Ana is accompanied on stage by the character Rémora Rotunda (Eternal Remorse), performed by actor and director Sándor Menéndez, who serves as a constant reminder of the trajectory of her life and the life of La Lupe. This character is ghostly but always present either on stage or through the shadows. There are moments spread throughout where both characters experience moments of loud and overwhelming laughter as a way to cope with the reality of the tragic events that they are discussing. The ever-persistent Rémora Rotunda is both a companion and an executioner, always present, but there to remind them of their failures. The characters have dark and gloomy moments due to the constant reminder of Rémora’s presence. The role of this ghostly figure ties into the notion as a line in the play states, “Hope is like a knife to the veins.” For both of the stories that are being told through Ana’s character, the idea of hope is painful to the point that they see hope as another obstacle rather than an opportunity for change. As La Lupe’s life ended on an unfortunate note, hope was lost since her story can be retold but not altered. For Ana, hope could exist but it represented the possibility to mirror La Lupe’s story as she is following a similar path. The living representation of La Lupe is present on stage through many memoirs of her culture and musical history. The suitcases with references to Cuba, the Santería altar, and even the dramatic representation by the characters bring back the exuberance of her performances and her life.
Another important quote mentioned throughout the play is “My life is the obstacle, not the spectacle.” This relates to La Lupe’s feelings of sadness towards the way her life ended up, and her personal life becoming more of a show than her actual performances. She was a star at first, and gradually lost her limelight—her life took a heartbreaking toll on her way out of fame.
There was a lot of emotion in the narration of La Lupe’s life, making it seem like she was really there, taking over Ana’s body. Both characters consume alcohol throughout, possibly as a way to acknowledge addiction rumors and also as an attempt to numb the pain, even though the real La Lupe was said not to consume alcohol due to religious reasons. The characters have a duet in which they engage the crowd and break away from the sadness for a bit.

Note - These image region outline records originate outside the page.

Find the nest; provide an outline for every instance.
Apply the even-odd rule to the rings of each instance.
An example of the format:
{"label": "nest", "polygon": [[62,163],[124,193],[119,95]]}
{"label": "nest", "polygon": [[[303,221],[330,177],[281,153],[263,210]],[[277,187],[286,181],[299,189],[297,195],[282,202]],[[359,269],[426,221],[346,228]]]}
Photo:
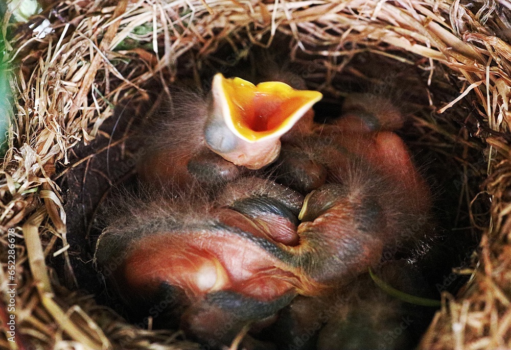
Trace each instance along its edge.
{"label": "nest", "polygon": [[[277,40],[310,87],[333,97],[342,96],[342,84],[389,76],[394,85],[421,87],[404,137],[412,149],[434,155],[428,167],[454,184],[456,220],[466,215],[479,243],[455,271],[469,276],[467,282],[455,295],[443,293],[420,347],[511,347],[511,3],[117,3],[61,2],[27,23],[10,23],[8,13],[3,21],[14,96],[0,178],[5,306],[12,304],[11,238],[16,266],[15,311],[1,311],[3,322],[15,315],[15,336],[11,341],[5,333],[3,347],[198,348],[179,332],[152,330],[150,322],[148,330],[131,324],[84,292],[73,261],[90,269],[86,249],[76,237],[74,245],[68,240],[75,231],[86,234],[90,222],[77,222],[72,207],[94,160],[108,160],[117,147],[123,173],[133,167],[125,142],[134,119],[113,137],[122,119],[116,106],[140,115],[155,91],[182,80],[183,72],[201,86],[201,71],[233,66]],[[44,19],[52,31],[38,37],[34,26]],[[386,75],[364,70],[375,60],[388,67]],[[85,175],[74,187],[63,183],[80,168]],[[109,172],[96,172],[113,181]]]}

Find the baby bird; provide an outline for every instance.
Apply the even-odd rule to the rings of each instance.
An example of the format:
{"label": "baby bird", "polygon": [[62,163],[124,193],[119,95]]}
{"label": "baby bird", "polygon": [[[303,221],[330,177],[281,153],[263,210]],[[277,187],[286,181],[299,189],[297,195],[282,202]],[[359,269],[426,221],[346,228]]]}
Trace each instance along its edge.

Here, La Lupe’s distinctive singing style is replicated with a heavy Cuban accent featured, even in English songs, adding to the idea that her exile from Cuba followed her to New York which influenced her rejection on Broadway.
Through all of the colorful and dramatic experiences offered by this performance, we both gained insight into the life of La Lupe. The sadness, remorse, and reversal of fortune of such a legendary career were not held back, as it was an important part of the singer’s life. Through this theatrical performance, there was abundant incorporation of Lupe’s Cuban roots, represented by Santería rituals involving possession and well-known Cuban musical numbers to engage the crowd. Her larger-than-life personality was definitely brought out through the main characters in the strong performances by Ana Santos-Sánchez, Sándor Menéndez, and the musicians who joined them on stage. This play serves as an homage to a singer who proved difficulties do not last forever but the remainders of one’s legacy can impact many lives.